Savory and Tender Pollack Roe and Tofu Stew (Myeongnan-jeot Dubu Jjigae)

A Delicate and Flavorful Pollack Roe and Tofu Stew

Savory and Tender Pollack Roe and Tofu Stew (Myeongnan-jeot Dubu Jjigae)

Pollack roe is delicious as a simple side dish on its own, but we’ve transformed it into a wonderfully delicate and satisfying stew. This Myeongnan-jeot Dubu Jjigae offers a comforting taste that will have you reaching for more rice.

Recipe Info

  • Category : Stew
  • Ingredient Category : Others
  • Occasion : Everyday
  • Cooking : Boil / Simmer
  • Servings : 2 servings
  • Cooking Time : Within 30 minutes
  • Difficulty : Anyone

Ingredients

  • 1 medium potato
  • 1/2 block firm tofu
  • 1/2 onion
  • 1 red chili pepper
  • 2 green chili peppers (or Korean Cheongyang peppers for more heat)
  • A small bunch of green onions (for garnish)
  • A small piece of kabocha squash (optional, for added sweetness)
  • A small piece of carrot (for color and texture)
  • 1/2 Tbsp salted fermented shrimp (for seasoning)
  • 70g pollack roe (membranes removed, roe only)
  • 4 cups broth (anchovy-kelp broth or rice water)

Cooking Instructions

Step 1

Begin by preparing all your ingredients. Peel the potato and cut it into bite-sized pieces. Dice the tofu into similar-sized cubes. Slice the onion thinly, and cut the red and green chili peppers diagonally to add a touch of heat. Cut the kabocha squash and carrot into pieces roughly the same size as the potatoes. Gently remove the membrane from the pollack roe and separate the eggs. Finely chop the green onions for garnish.

Step 1

Step 2

A good stew starts with a flavorful broth. In a pot, combine 4 cups of water with dried anchovies and kelp. Bring to a boil, then remove the kelp. Let it simmer over medium-low heat for about 10 minutes to extract the anchovy flavor. Strain the broth to obtain a clear liquid. Alternatively, you can use rice water for a milky, savory broth.

Step 2

Step 3

Once the broth is simmering, add the firmer vegetables first: potatoes, carrots, and kabocha squash. These ingredients take a bit longer to cook, so adding them early ensures they become tender.

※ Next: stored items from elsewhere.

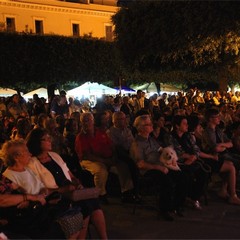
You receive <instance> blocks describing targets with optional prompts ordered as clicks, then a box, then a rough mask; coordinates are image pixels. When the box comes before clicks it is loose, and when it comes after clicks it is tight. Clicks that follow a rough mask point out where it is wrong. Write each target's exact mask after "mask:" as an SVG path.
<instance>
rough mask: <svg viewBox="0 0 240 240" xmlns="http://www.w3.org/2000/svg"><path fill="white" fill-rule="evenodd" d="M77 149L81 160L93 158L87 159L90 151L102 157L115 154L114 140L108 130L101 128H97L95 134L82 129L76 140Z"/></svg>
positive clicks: (75, 141)
mask: <svg viewBox="0 0 240 240" xmlns="http://www.w3.org/2000/svg"><path fill="white" fill-rule="evenodd" d="M75 150H76V152H77V155H78V158H79V160H91V159H87V156H88V154H89V153H92V154H94V155H96V156H99V157H102V158H110V157H112V155H113V148H112V141H111V139H110V138H109V137H108V135H107V134H106V132H105V131H101V130H100V129H96V130H95V134H94V136H89V135H88V134H86V133H84V132H83V131H81V133H79V134H78V135H77V137H76V140H75Z"/></svg>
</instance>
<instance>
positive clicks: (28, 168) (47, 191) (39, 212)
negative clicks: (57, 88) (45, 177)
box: [0, 140, 82, 239]
mask: <svg viewBox="0 0 240 240" xmlns="http://www.w3.org/2000/svg"><path fill="white" fill-rule="evenodd" d="M1 158H2V159H3V161H4V163H5V164H6V165H7V169H6V170H5V171H4V173H3V176H4V177H6V178H7V179H9V180H10V181H11V190H14V191H15V192H17V193H20V194H21V195H20V196H21V198H22V201H21V199H19V196H17V197H12V196H9V195H5V196H2V197H1V198H0V199H1V206H3V207H8V206H16V207H15V208H14V209H12V210H10V209H9V208H8V209H6V217H7V219H8V220H9V225H8V226H9V230H10V231H12V230H13V232H16V233H20V234H24V235H27V236H29V237H31V238H64V235H63V232H62V231H61V229H60V228H59V226H58V229H57V230H53V228H52V226H54V228H55V226H56V225H55V224H56V221H57V220H58V216H59V215H60V214H62V213H64V212H65V210H67V209H68V207H67V208H65V209H62V208H57V205H56V206H54V208H53V209H51V208H50V206H49V205H47V207H39V205H36V203H34V204H33V205H30V204H29V201H30V202H32V201H34V202H35V201H36V200H37V202H40V204H41V205H44V204H46V199H45V198H46V197H47V194H48V190H47V189H46V188H45V186H44V184H43V182H41V180H40V179H39V178H38V177H37V176H36V175H35V174H34V173H33V172H32V171H31V169H29V168H28V167H27V165H28V163H29V161H30V158H31V155H30V153H29V151H28V149H27V147H26V144H25V142H24V141H22V140H12V141H8V142H6V143H4V144H3V147H2V150H1ZM8 199H9V201H8ZM61 207H62V206H61ZM21 208H23V210H22V211H20V212H19V211H18V210H20V209H21ZM1 212H2V211H1ZM80 224H81V222H79V229H78V230H77V231H76V232H74V233H72V234H71V235H69V236H68V238H71V239H78V238H81V237H82V234H81V231H82V230H80V228H81V226H80ZM69 227H70V226H69ZM55 229H56V228H55ZM52 230H53V232H52ZM59 233H61V234H60V235H59Z"/></svg>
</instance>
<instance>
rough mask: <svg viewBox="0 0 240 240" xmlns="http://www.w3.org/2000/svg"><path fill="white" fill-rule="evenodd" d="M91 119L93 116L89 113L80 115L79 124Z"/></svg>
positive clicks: (81, 114) (82, 113)
mask: <svg viewBox="0 0 240 240" xmlns="http://www.w3.org/2000/svg"><path fill="white" fill-rule="evenodd" d="M92 117H93V114H92V113H90V112H86V113H81V115H80V122H81V123H83V122H85V121H86V120H88V119H89V118H92Z"/></svg>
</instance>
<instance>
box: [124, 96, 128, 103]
mask: <svg viewBox="0 0 240 240" xmlns="http://www.w3.org/2000/svg"><path fill="white" fill-rule="evenodd" d="M128 102H129V97H128V96H124V97H123V103H124V104H128Z"/></svg>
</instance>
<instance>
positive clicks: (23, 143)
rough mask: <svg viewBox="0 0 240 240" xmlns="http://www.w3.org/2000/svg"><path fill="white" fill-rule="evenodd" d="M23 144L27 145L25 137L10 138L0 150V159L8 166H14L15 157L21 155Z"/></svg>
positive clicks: (10, 166) (6, 165)
mask: <svg viewBox="0 0 240 240" xmlns="http://www.w3.org/2000/svg"><path fill="white" fill-rule="evenodd" d="M22 146H25V142H24V140H23V139H19V140H10V141H7V142H5V143H4V144H3V146H2V149H1V150H0V159H2V160H3V162H4V164H5V165H6V166H8V167H12V166H14V164H15V163H16V161H15V157H16V156H17V155H19V153H20V149H19V147H22Z"/></svg>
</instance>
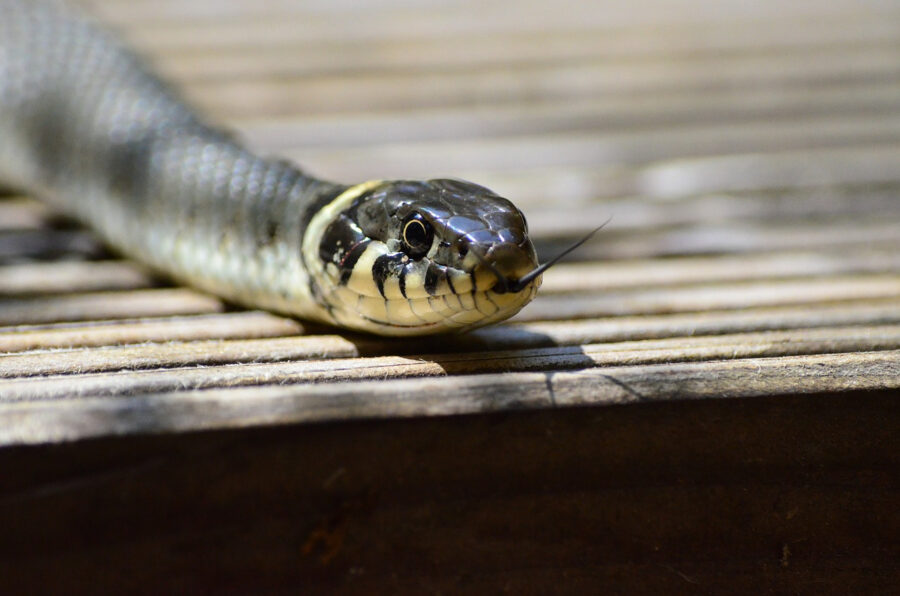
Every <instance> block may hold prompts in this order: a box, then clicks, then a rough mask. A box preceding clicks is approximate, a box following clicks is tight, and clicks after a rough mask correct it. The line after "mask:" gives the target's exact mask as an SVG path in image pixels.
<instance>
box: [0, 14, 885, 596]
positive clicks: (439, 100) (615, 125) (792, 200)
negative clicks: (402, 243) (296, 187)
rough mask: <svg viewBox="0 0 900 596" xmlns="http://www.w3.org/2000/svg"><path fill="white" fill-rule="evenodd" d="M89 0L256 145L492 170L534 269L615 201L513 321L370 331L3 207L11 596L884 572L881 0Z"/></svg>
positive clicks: (36, 206) (24, 213)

Let them simmer for about 5 minutes until the potatoes begin to turn translucent.

Step 3

Step 4

When the potatoes are halfway cooked, carefully add the tofu and sliced onions to the pot. Be gentle so the tofu doesn’t break apart. Continue to simmer until the onions become translucent and softened, infusing the broth with their natural sweetness.

Step 4

Step 5

Now it’s time to season and finish the stew. Add the prepared pollack roe and salted fermented shrimp to adjust the taste. Salted fermented shrimp adds a deep umami flavor, while the pollack roe contributes its signature salty and rich taste. Finally, stir in minced garlic, and the diagonally sliced red and green chili peppers. Let it simmer for another moment. Just before turning off the heat, sprinkle the chopped green onions on top as a garnish. Your delicious Myeongnan-jeot Dubu Jjigae is ready to be enjoyed!